# Fuji - akasakaR33's GT-R driven by Tomohiko Sunako



## Kanzen (Aug 2, 2007)

Today I joined Aki (akasakaR33) on a track day at Fuji in his R33.

My car is off the road at the moment, and he's recently collected his from Mine's with a Stage 1+ engine and was keen to see how it performed on the track.

Big thanks to Aki for letting me have 20 minutes of track time.

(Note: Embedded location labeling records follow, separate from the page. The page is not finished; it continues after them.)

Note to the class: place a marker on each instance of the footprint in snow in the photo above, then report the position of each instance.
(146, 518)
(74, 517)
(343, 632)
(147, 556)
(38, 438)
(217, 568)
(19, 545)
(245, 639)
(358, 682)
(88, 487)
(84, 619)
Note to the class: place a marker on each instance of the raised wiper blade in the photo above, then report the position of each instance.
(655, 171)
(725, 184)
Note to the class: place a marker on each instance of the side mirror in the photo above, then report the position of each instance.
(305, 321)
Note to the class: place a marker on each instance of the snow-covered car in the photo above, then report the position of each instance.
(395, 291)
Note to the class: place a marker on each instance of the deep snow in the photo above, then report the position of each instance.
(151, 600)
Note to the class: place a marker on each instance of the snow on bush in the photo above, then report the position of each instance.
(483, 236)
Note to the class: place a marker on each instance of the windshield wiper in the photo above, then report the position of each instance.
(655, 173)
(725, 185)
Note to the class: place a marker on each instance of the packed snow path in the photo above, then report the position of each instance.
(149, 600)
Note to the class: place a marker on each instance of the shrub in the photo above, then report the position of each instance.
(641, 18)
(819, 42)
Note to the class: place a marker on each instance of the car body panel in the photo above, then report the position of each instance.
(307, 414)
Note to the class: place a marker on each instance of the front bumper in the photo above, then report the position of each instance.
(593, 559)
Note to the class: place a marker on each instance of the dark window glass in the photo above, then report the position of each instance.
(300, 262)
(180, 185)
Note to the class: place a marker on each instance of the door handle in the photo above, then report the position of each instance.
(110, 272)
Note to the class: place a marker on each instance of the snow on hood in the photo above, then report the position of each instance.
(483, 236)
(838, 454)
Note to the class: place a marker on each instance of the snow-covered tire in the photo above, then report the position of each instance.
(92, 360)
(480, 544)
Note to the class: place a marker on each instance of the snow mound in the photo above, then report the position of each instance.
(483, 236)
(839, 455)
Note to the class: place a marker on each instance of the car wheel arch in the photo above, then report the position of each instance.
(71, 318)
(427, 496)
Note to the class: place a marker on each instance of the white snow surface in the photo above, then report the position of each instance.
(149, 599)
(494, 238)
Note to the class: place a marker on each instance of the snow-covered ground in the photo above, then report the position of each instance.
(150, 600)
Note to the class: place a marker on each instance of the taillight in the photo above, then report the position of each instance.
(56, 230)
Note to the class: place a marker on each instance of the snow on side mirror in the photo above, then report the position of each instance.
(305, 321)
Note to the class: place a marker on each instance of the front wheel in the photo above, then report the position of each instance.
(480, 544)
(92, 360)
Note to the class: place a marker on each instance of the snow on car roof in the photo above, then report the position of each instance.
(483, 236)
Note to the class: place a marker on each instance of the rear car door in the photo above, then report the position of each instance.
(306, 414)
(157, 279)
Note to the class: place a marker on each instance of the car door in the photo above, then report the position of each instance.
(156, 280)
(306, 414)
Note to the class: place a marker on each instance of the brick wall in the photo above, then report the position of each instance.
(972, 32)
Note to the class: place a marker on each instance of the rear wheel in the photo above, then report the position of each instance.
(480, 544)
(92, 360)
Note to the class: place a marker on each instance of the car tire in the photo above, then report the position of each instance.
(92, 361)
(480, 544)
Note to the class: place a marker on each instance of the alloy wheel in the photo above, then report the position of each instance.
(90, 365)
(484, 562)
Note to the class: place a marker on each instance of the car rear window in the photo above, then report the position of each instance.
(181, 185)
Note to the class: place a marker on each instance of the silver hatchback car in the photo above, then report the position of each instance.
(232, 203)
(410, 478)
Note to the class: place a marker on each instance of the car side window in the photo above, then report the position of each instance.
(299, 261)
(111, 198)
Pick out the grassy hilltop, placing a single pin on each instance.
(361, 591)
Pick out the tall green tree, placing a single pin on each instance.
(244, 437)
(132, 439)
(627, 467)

It was my first track day in Japan, and I had a blast :thumbsup: 

Sunako-san was also keen to have a go, and again thanks to Aki I was lucky enough to be a passenger.:squintdan 

Aki hasn't seen this video yet... Don't wince too much.... He was quite gentle really...:chuckle: 

YouTube - Mine's tuned Stage1+ BCNR33


----------



## Bajie (Dec 13, 2001)

You're having too much fun mate ...


----------



## Thrust (Jun 8, 2004)

Nick, that was brilliant! Thanks :thumbsup:


----------



## Lex DakarDatsun (May 22, 2002)

Healthy amount of opposite lock on corner exits


----------



## Kanzen (Aug 2, 2007)

Lex DakarDatsun said:


> Healthy amount of opposite lock on corner exits


I think he went sideways, just because he could


----------



## Lex DakarDatsun (May 22, 2002)

My kind of guy :bowdown1: :bowdown1:


----------



## rb26 (Aug 29, 2004)

Great video Nick:smokin: 
Thanks for sharing.

Terje.


----------



## joker69 (Mar 13, 2006)

very nice..


cheers


----------



## DCD (Jun 28, 2001)

Nice vid and good driving there. Top car!


----------



## NISMO-GTR (Jan 28, 2006)

:smokin: seemed like a quality time on the track there!!

Thanks for sharing.


----------



## hyrev (Apr 30, 2004)

I thought it was D1GP for a second! Time for some S-Tyres


----------



## akasakaR33 (Oct 10, 2005)

Oh my god...

Well, I will have to upload the video that I was taking from the OUTSIDE, along the straightaway - even though I don't have the full Mine's exhaust (front pipes only), the car has a very, very interesting sound. Not quite the high pitch howl that Nick's car has. By the way, that last pass in my car along the straight was at 260kph!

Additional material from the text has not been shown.